Hoy en día en el tratamiento de pacientes con trombosis, o en la prevención de la ETV en pacientes con factores de riesgo como el cáncer, la insuficiencia renal crónica o la enfermedad pulmonar obstructiva crónica (EPOC), incluso ante contraindicaciones para el uso de ACO, podemos utilizar la HBPM durante tiempo prolongado y de forma segura.

Conocemos la evidencia de una importante morbimortalidad producida por la ETV presente en distintas especialidades y situaciones. Disponemos de guías de práctica clínica que revisan las indicaciones para la profilaxis o el tratamiento de los pacientes con ETV, así como de las herramientas necesarias. A pesar de todo este conocimiento la utilización de una profilaxis adecuada sigue siendo baja tanto en los pacientes hospitalizados como no hospitalizados, sobre todo por causa médica como demuestran distintos estudios.
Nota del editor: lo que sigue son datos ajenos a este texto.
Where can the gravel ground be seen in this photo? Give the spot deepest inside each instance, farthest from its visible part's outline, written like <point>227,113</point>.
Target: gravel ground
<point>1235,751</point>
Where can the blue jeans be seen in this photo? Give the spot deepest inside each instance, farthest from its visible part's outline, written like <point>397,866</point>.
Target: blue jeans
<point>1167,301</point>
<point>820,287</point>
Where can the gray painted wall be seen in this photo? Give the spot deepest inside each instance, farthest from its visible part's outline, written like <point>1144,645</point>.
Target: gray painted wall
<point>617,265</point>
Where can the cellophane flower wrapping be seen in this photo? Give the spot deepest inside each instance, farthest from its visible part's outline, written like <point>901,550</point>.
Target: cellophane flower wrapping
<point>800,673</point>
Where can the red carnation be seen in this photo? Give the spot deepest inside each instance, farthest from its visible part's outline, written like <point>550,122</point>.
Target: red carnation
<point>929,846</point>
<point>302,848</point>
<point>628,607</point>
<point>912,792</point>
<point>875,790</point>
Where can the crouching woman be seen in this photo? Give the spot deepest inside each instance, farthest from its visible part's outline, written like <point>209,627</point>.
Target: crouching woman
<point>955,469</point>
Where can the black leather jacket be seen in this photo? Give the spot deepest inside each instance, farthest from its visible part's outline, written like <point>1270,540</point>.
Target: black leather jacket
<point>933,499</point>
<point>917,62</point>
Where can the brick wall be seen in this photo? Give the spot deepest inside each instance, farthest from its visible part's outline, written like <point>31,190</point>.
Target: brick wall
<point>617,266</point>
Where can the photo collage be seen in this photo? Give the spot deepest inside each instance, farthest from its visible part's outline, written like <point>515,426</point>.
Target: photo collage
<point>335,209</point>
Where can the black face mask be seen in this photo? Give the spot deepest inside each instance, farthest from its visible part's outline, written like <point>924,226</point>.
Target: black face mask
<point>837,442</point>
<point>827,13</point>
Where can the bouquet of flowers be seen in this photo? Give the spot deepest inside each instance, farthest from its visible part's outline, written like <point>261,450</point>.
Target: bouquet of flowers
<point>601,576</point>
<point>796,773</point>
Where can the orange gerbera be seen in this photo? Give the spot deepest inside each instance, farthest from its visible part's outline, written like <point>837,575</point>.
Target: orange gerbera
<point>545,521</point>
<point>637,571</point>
Situaciones como la infección por SARS COV 2 con un potencial trombótico demostrado, deben hacernos reflexionar sobre la importancia en nuestro día a día de ponderar de forma adecuada factores de riesgo mucho más comunes para la ETV como son la inmovilización, el cáncer o la cirugía. La existencia de protocolos de atención al paciente médico, quirúrgico u oncológico debe reforzar el uso de la profilaxis eficaz con HBPM en todos los ámbitos de la asistencia sanitaria para continuar mejorando frente a la ETV.


Referencias

  • Schünemann HJ, Cushman M, Burnett AE, Kahn SR, Beyer-Westendorf J, et al. American Society of Hematology 2018 guidelines for management of venous thromboembolism: prophylaxis for hospitalized and nonhospitalized medical patients. Blood Adv. 2018;2(22): 3198-3225. doi: 10.1182/bloodadvances.2018022954. PMID: 30482763; PMCID: PMC6258910.
  • Noble S, Pasi J. Epidemiology and pathophysiology of cancer-associated thrombosis. Br J Cancer. 2010;102: 2-9.
  • Nieto JA. Riesgo de enfermedad tromboembólica venosa y profilaxis antitrombótica en los pacientes ingresados en hospitales españoles (estudio ENDORSE). Med Clin (Barc). 2009.
  • Testroote M, Stigter WAH, Janssen L, Janzing HMJ. Low molecular weight heparin for prevention of venous thromboembolism in patients with lower-leg immobilization. Cochrane Database of Systematic Reviews. 2014;4: CD006681.